Книга Крупным планом - Дуглас Кеннеди
Шрифт:
Интервал:
Закладка:
Сначала Риверсайд, затем Кос Коб, потом Гринвич, затем Порт-Честер, Рай, Харрисон, Мамаронек, Ларчмонт, Нью-Рошелл, Пелем, Маунт Вернон, 125-я улица и, наконец, Центральный вокзал. После трех лет поездок я знаю каждый отрезок этого пути, каждую деталь. Например, яхту с розовым корпусом и рваным главным парусом, которая всегда качается на волнах в гавани Риверсайда. Или ободранную дверь в сортир с надписью ТЛЬМЕН — четыре первые буквы куда-то давно пропали. Или вдумчивое граффити на столбе на 125-й улице: Белые не умеют прыгать… Но они могут здорово вас надуть.

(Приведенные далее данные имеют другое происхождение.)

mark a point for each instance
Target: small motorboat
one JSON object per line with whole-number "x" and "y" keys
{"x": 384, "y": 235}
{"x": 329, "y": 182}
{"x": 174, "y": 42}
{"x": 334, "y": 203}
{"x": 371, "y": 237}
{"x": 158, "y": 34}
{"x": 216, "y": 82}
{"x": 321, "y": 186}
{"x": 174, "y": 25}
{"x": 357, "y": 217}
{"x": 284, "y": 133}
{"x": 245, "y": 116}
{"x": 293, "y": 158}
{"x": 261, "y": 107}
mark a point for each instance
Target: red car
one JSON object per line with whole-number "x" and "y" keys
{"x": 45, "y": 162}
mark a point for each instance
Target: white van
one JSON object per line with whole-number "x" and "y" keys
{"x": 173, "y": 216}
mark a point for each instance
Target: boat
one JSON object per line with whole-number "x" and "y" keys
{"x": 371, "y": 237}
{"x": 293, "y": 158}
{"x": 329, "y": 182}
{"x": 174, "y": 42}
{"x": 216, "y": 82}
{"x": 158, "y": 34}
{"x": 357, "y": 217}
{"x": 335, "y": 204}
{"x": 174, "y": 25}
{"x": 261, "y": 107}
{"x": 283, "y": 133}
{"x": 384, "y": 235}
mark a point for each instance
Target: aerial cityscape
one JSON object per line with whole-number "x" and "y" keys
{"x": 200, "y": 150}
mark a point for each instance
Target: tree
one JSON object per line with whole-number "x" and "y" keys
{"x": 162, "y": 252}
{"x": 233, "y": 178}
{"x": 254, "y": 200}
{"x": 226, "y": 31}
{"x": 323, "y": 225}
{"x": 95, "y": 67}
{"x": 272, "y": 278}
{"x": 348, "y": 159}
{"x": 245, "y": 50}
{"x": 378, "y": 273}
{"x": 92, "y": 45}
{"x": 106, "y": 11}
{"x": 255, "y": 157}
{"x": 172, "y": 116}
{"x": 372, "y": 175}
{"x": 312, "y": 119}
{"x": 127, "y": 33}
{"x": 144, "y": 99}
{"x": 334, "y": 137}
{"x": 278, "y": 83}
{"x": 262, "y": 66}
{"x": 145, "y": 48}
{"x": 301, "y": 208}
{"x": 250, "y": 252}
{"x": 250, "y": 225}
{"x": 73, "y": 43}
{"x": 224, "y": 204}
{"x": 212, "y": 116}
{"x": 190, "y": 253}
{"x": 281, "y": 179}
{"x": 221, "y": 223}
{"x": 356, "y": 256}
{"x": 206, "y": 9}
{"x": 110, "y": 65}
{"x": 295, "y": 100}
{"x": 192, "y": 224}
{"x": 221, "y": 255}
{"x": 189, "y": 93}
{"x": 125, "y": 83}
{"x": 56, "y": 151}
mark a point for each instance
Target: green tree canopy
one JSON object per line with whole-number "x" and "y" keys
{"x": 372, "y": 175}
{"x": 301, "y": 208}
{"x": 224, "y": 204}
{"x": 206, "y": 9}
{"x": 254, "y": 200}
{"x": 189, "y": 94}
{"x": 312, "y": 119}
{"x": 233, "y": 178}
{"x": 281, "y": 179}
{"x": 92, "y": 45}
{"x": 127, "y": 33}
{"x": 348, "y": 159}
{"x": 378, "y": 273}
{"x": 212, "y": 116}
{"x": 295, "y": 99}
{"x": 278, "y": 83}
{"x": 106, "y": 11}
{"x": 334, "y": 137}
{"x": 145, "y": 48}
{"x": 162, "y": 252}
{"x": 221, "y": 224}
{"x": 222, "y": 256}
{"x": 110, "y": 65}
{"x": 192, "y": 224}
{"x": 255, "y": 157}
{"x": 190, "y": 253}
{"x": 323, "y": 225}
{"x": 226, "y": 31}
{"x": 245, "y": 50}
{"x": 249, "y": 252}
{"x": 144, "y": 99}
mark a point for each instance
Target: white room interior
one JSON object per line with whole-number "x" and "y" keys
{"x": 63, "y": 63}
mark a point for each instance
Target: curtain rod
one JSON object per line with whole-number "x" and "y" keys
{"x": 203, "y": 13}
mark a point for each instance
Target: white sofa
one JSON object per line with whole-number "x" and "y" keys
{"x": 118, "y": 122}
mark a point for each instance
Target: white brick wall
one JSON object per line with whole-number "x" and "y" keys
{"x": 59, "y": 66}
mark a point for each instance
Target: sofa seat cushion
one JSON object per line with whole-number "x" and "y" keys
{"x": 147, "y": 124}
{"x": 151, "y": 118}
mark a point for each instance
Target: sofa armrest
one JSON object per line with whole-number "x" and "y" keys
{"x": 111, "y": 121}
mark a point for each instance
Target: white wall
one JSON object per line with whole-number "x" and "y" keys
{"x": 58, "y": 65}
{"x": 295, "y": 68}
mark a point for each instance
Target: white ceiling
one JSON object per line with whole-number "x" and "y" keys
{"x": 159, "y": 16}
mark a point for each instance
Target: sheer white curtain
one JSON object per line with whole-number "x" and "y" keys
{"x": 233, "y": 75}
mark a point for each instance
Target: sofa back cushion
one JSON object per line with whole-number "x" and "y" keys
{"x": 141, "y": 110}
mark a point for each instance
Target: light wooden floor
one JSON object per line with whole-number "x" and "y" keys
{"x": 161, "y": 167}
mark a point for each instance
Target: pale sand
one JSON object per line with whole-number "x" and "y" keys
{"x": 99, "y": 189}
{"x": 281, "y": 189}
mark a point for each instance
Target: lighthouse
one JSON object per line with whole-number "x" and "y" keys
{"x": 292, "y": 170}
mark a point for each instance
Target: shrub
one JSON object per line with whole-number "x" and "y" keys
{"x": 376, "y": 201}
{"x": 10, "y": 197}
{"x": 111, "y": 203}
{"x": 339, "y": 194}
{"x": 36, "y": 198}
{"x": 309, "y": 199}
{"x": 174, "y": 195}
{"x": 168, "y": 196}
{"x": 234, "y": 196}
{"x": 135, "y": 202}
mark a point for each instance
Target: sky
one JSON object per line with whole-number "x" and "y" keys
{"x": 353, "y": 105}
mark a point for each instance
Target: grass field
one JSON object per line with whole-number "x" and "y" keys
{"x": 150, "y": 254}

Риверсайд, Кос Коб, Гринвич, Порт-Честер, Рай, Харрисон, Мамаронек, Ларчмонт, Нью-Рошелл, Пелем, Маунт Вернон, 125-я улица, Центральный вокзал. Я перебираю их в уме каждое утро. Напоминает молитву, которую каждое утро в течение тридцати пяти лет повторял мой покойный отец. Только я ехал на север, отец же пользовался старой линией вдоль Гудзона, которая была проложена по центру Уестчестера.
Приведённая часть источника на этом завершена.